Review of Paper Souls by Allie Burke

Thursday, November 6, 2014



Title: Paper Souls
Author: Allie Burke
Series: Stand Alone
Genre: Dark Literary Fiction
Publisher: Booktrope
Release Date: Sept 9 2014
Edition/Formats Available In: eBook & Print





Blurb/Synopsis:
From the author of the bestselling genre-defining Enchanters series, comes a new literary tour de force about Emily, a young woman balancing two worlds between her fingertips: the one that is real to her and the one that is real to everyone else…

The question is: which one will she choose?

Never romanticizing what it means to be a twenty-something schizophrenic in a world broken by normalcy and half-baked fairytales, Allie Burke’s latest novel unites Emily and her world at large spanning from the streets of Russia, to the sheets of her bed, to the idiosyncratic comfort she gets from worlds that don’t exist at all.

Woven with angst and darkness, bursting with heartache, Paper Souls tells of the irreparably damaged and broken, and how they survive.

Book Links

 About the Author:
An American novelist, book critic, and magazine editor from Burbank, California, Allie Burke writes books she can’t find in the bookstore. Having been recognized as writing a“kickass book that defies the genre it’s in," Allie writes with a prose that has been labeled poetic and ethereal.

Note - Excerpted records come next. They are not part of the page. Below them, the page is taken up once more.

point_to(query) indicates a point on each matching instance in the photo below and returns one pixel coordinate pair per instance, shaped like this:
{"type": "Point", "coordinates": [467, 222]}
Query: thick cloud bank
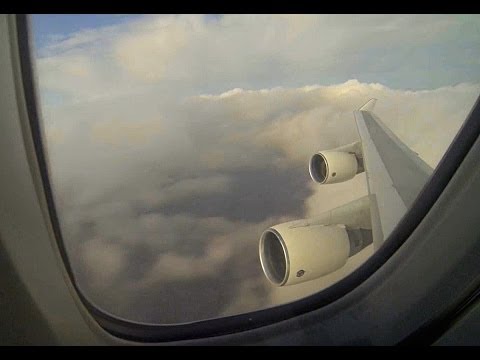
{"type": "Point", "coordinates": [163, 189]}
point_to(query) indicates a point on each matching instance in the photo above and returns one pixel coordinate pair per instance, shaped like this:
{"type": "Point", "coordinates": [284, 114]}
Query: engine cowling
{"type": "Point", "coordinates": [331, 167]}
{"type": "Point", "coordinates": [291, 254]}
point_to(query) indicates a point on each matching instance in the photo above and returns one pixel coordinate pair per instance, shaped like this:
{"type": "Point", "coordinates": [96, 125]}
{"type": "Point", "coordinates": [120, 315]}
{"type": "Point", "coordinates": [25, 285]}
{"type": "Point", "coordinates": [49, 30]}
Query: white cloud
{"type": "Point", "coordinates": [173, 131]}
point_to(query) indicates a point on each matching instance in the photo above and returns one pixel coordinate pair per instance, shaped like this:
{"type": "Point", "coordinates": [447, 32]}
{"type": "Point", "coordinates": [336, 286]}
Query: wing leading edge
{"type": "Point", "coordinates": [395, 174]}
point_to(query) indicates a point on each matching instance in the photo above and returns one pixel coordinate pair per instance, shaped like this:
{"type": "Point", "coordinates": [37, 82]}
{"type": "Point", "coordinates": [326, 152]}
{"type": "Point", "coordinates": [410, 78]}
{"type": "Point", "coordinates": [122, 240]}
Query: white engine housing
{"type": "Point", "coordinates": [330, 167]}
{"type": "Point", "coordinates": [291, 254]}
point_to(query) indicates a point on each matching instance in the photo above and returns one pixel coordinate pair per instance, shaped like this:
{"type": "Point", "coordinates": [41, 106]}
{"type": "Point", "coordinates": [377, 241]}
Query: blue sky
{"type": "Point", "coordinates": [447, 56]}
{"type": "Point", "coordinates": [175, 141]}
{"type": "Point", "coordinates": [47, 26]}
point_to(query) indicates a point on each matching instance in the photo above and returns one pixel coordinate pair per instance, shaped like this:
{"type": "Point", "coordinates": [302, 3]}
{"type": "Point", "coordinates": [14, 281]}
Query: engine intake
{"type": "Point", "coordinates": [331, 167]}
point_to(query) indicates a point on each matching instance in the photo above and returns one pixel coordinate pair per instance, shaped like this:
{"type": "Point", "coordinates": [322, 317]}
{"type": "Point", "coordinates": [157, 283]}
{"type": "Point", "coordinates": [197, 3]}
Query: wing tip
{"type": "Point", "coordinates": [369, 105]}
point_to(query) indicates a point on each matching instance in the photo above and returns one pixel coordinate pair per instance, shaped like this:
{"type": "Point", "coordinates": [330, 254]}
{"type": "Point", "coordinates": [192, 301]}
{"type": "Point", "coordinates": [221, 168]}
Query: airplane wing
{"type": "Point", "coordinates": [395, 173]}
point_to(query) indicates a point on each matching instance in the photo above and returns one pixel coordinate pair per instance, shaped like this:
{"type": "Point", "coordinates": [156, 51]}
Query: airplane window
{"type": "Point", "coordinates": [210, 165]}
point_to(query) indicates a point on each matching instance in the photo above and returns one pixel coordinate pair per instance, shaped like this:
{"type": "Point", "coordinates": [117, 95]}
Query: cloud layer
{"type": "Point", "coordinates": [173, 143]}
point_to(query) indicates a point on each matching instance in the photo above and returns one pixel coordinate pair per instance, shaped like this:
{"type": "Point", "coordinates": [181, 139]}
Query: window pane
{"type": "Point", "coordinates": [175, 141]}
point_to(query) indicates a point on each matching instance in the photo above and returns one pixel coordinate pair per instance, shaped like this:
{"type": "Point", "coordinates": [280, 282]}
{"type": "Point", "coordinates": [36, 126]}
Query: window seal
{"type": "Point", "coordinates": [143, 332]}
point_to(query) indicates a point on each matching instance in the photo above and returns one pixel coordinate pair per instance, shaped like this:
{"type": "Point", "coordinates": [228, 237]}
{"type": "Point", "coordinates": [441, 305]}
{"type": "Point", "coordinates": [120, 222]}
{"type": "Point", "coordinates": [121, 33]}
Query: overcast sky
{"type": "Point", "coordinates": [174, 141]}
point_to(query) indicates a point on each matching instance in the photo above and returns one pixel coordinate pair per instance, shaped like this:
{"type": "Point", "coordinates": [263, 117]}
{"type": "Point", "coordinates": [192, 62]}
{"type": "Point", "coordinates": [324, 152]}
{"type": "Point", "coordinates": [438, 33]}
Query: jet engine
{"type": "Point", "coordinates": [336, 165]}
{"type": "Point", "coordinates": [303, 250]}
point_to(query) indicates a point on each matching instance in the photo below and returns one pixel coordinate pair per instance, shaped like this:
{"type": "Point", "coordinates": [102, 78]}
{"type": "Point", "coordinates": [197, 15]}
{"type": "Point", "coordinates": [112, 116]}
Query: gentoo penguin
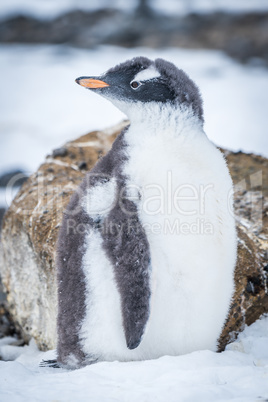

Her life is a beautiful disaster, flowered with the harrowing existence of inherited eccentricity, a murderous family history, a faithful literature addiction, and the intricate darkness of true love. These are the enchanting experiences that inspire Allie’s fairytales.

Author Link:
YouTube

Review: 4.5 Stars


Paper Souls by Allie Burke is reads like a modern version of The Yellow Wallpaper by Charlotte Perkins Gilman. What does it feel like to have schizophrenia? How do you manage voices that want to be heard? How do you differential reality from fiction? Burke’s skillful writing draws the reader into the narrative and makes the reader feel upset, disrupted, confused, and unsure. Her writing is powerful enough that it evokes the sublime in the reader. As a Professor of Literature who also worked in the mental health field for many years, I appreciate the way the author depicted mental illness and used literary device to evoke the same discomfort in the reader.

Paper Souls is a richly woven tale that follows Emily, a beautiful but painfully confused young woman, through one of many dark periods in her life. Emily is a bookworm, a part-time drug addict, beautiful, and painfully confused about love, men, and friendship. She breaks up with her boyfriend, Seth, at the beginning of the story then begins a confusing rollercoaster ride of a relationship with Brendan. Brendan and Emily have an amazing sexual bond, but his narcissism and womanizing make you wonder why Emily even likes him--aside from the fact that she is mentally unstable and somewhat self-loathing. 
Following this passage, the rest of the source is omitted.